Government borrowing $100m a week more than it needs
The government has front-loaded its debt because it is cheaper to borrow money now than it is likely to be in the future, Finance Minister Bill English says.
Treasury figures show the government's borrowing of $380 million a week is about $80 million to $100 million a week more than it has to.
Labour deputy leader Annette King said it was time the government fronted up about why it was borrowing more than it needed to.
If it was because it made economic sense to do that, then why not just say so, Ms King asked.
Finance Minister Bill English said the extra money borrowed, effectively cash held by the Reserve Bank, would enable the government to reduce its borrowing to about $100 million a week from July.
The government had brought forward some of its debt to access a “more favourable” interest rate, he said.
It did not change the total amount of money, $16.7 billion, that needed to be borrowed by the government, he said.
Not only were present interest rates for borrowing lower than they are likely to be in the future, Mr English said borrowing more than it had to in recent months also reduced the risk of not being able to access what it needed to next year.

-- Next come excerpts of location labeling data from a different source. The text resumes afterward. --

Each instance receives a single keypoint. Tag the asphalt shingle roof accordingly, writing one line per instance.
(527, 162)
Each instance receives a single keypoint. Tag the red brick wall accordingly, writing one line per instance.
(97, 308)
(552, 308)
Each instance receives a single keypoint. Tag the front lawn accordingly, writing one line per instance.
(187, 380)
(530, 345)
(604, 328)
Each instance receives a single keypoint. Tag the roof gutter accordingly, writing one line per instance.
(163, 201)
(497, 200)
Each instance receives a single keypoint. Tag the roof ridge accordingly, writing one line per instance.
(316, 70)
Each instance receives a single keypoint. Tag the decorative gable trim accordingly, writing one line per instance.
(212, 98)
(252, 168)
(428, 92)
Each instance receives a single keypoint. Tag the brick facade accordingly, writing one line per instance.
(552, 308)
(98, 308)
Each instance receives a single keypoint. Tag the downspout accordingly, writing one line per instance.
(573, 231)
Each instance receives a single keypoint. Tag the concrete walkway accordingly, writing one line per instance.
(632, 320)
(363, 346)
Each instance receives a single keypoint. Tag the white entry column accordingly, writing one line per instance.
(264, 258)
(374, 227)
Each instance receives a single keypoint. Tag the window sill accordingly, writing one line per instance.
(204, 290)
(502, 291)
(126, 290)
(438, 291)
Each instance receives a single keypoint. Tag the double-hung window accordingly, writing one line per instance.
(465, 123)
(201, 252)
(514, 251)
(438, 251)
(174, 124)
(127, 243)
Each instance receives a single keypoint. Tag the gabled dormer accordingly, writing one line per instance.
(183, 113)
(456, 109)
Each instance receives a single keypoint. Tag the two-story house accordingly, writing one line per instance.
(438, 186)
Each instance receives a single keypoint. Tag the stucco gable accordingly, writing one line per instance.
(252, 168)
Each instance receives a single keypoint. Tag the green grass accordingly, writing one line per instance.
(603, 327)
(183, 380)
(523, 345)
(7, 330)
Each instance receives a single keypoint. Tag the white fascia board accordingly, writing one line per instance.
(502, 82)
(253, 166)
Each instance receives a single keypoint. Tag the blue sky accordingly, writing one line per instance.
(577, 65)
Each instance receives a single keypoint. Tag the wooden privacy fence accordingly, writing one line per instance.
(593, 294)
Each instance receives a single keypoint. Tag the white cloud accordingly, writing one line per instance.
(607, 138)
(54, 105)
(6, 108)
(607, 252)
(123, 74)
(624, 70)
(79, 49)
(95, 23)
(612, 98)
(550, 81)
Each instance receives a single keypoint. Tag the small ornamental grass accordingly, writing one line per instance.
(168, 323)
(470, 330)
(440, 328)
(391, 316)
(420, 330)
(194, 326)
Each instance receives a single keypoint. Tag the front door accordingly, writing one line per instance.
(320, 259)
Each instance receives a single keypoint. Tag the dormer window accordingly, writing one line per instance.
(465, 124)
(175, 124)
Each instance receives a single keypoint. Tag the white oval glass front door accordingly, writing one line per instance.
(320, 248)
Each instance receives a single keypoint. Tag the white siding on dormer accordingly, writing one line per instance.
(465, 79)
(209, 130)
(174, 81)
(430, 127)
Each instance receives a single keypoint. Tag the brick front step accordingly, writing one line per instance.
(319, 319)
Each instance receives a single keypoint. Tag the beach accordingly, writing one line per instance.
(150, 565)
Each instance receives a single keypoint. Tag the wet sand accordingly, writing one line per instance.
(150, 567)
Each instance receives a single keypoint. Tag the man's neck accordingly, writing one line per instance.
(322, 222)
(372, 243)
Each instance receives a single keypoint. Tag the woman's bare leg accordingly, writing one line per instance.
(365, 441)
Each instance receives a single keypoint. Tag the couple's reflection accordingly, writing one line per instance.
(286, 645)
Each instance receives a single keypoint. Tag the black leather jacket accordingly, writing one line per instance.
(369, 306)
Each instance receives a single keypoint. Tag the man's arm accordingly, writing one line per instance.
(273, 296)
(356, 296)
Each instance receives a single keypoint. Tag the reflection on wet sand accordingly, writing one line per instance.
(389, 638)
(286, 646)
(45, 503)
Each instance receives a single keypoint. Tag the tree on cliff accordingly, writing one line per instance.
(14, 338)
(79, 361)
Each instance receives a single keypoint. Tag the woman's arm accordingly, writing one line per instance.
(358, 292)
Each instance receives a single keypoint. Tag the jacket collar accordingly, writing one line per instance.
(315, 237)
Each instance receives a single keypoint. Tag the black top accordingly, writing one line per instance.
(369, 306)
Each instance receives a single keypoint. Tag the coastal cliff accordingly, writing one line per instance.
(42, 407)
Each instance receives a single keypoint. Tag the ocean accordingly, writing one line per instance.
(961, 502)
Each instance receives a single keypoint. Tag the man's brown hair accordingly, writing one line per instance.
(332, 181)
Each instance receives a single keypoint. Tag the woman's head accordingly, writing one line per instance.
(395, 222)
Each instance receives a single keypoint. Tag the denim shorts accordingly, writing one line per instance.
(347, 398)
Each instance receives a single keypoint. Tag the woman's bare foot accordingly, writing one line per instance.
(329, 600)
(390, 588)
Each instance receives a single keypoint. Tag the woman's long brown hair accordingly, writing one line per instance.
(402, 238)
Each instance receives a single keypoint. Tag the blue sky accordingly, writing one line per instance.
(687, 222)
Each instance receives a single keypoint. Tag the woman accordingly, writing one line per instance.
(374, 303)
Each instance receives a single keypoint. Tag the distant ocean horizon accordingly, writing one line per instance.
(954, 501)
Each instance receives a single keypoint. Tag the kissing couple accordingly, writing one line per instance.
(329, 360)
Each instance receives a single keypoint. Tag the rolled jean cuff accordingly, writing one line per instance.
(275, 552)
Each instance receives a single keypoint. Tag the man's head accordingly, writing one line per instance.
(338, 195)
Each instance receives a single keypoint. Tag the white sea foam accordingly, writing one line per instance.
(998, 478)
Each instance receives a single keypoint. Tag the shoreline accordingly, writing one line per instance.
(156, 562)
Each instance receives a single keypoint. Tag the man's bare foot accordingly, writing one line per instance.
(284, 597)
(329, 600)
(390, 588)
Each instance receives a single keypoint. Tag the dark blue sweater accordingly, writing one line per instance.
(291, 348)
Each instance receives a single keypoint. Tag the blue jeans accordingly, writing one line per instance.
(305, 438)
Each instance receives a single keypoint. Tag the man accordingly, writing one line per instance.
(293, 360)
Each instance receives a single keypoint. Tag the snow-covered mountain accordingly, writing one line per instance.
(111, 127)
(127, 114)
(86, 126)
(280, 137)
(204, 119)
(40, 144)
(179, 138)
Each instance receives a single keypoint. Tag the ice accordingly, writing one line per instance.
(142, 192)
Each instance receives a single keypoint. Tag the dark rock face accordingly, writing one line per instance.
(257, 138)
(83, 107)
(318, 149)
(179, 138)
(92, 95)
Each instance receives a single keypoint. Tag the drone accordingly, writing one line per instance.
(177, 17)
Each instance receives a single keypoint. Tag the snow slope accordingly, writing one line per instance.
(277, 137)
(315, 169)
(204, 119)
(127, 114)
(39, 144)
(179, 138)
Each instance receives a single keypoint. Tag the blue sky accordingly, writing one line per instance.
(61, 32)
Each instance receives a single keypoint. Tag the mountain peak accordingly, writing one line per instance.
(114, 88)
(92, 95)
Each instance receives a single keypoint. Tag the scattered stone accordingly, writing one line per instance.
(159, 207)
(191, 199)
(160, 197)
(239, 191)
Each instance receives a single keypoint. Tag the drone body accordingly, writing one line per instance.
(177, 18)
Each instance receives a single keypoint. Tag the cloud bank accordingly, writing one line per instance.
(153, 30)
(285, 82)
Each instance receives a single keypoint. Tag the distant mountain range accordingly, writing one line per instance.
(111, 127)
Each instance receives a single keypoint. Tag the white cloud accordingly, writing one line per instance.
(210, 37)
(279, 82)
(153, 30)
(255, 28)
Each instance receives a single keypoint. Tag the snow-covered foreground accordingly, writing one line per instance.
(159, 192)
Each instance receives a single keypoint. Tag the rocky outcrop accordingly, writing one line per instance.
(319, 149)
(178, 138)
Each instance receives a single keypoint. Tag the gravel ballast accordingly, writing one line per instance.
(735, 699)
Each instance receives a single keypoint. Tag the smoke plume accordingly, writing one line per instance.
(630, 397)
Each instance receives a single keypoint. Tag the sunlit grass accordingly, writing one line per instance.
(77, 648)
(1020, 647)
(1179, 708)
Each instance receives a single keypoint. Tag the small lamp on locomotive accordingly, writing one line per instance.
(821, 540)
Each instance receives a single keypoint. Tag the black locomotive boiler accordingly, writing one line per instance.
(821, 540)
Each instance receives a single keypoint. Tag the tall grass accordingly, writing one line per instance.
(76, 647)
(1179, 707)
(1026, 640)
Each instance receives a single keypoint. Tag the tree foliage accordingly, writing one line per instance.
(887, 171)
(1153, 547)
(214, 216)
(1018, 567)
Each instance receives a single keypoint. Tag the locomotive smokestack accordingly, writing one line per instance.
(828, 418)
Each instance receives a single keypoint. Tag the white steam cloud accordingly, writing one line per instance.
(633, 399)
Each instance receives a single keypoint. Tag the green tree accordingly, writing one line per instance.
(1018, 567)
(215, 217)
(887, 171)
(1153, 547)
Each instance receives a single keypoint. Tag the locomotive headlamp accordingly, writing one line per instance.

There was a risk of disruption in European financial markets due to the high level of some countries' indebtedness, which could affect the government's ability to borrow what it needed to in the future, he said.
Mr English said lessons needed to be learned from 2008, when a similar disruption in Europe made it very difficult to borrow money.
However, he admitted that the present high level of borrowing could be putting additional pressure on the exchange rate.
Reducing borrowing from next month should help alleviate that, Mr English said.